Page 150.—Impress the mind faintly or not at all.—I prefer this line, because of the interrupted run of it, having always observed that a little unevenness of this sort, in a long work, has a good effect, used, as I mean, sparingly, and with discretion.

Page 127.—This should have been noted first, but was overlooked. Be pleased to alter for me thus, with the difference of only one word, from the alteration proposed by you—

We too are friends to royalty. We love
The king who loves the law, respects his bounds,
And reigns content within them.

You observed probably, in your second reading, that I allow the life of an animal to be fairly taken away, when it interferes either with the interest or convenience of man. Consequently snails and all reptiles that spoil our crops, either of fruit or grain, may be destroyed, if we can catch them. It gives me real pleasure that Mrs. Unwin so readily understood me. Blank verse, by the unusual arrangement of the words, and by the frequent infusion of one line into another, not less than by the style, which requires a kind of tragical magnificence, cannot be chargeable with much obscurity, must rather be singularly perspicuous, to be so easily comprehended.
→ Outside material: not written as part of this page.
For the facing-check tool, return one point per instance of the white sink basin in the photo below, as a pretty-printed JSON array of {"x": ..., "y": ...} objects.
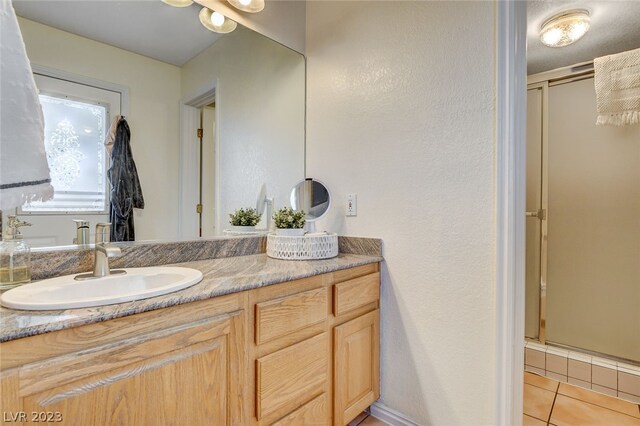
[{"x": 66, "y": 293}]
It is my labour, and my principal one, to be as clear as possible. You do not mistake me, when you suppose that I have great respect for the virtue that flies temptation. It is that sort of prowess, which the whole train of scripture calls upon us to manifest, when assailed by sensual evil. Interior mischiefs must be grappled with. There is no flight from them. But solicitations to sin, that address themselves to our bodily senses, are, I believe, seldom conquered in any other way.

I can easily see that you may have very reasonable objections to my dedicatory proposal. You are a clergyman, and I have banged your order. You are a child of alma mater, and I have banged her too. Lay yourself, therefore, under no constraints that I do not lay you under, but consider yourself as perfectly free.

With our best love to you all, I bid you heartily farewell. I am tired of this endless scribblement. Adieu!

Yours,
W. C.

TO THE REV. JOHN NEWTON.[250]

Olney, Oct. 22, 1784.

My dear Friend,—I am now reading a book which you have never read, and will probably never read—Knox's Essays. Perhaps I should premise that I am driven to such reading by the want of books that would please me better, neither having any, nor the means of procuring any. I am not sorry, however, that I have met with him; though, when I have allowed him the praise of being a sensible man, and in his way a good one, I have allowed him all that I can afford. Neither his style pleases me, which is sometimes insufferably dry and hard, and sometimes ornamented even to an Harveian tawdriness; nor his manner, which is never lively without being the worse for it: so unhappy is he in his attempts at character and narration. But, writing chiefly on the manners, vices, and follies of the modern day, to me he is at least so far useful, as that he gives me information upon points which I neither can nor would be informed upon except by hearsay. Of such information, however, I have need, being a writer upon those subjects myself, and a satirical writer too. It is fit, therefore, in order that I may find fault in the right place, that I should know where fault may properly be found.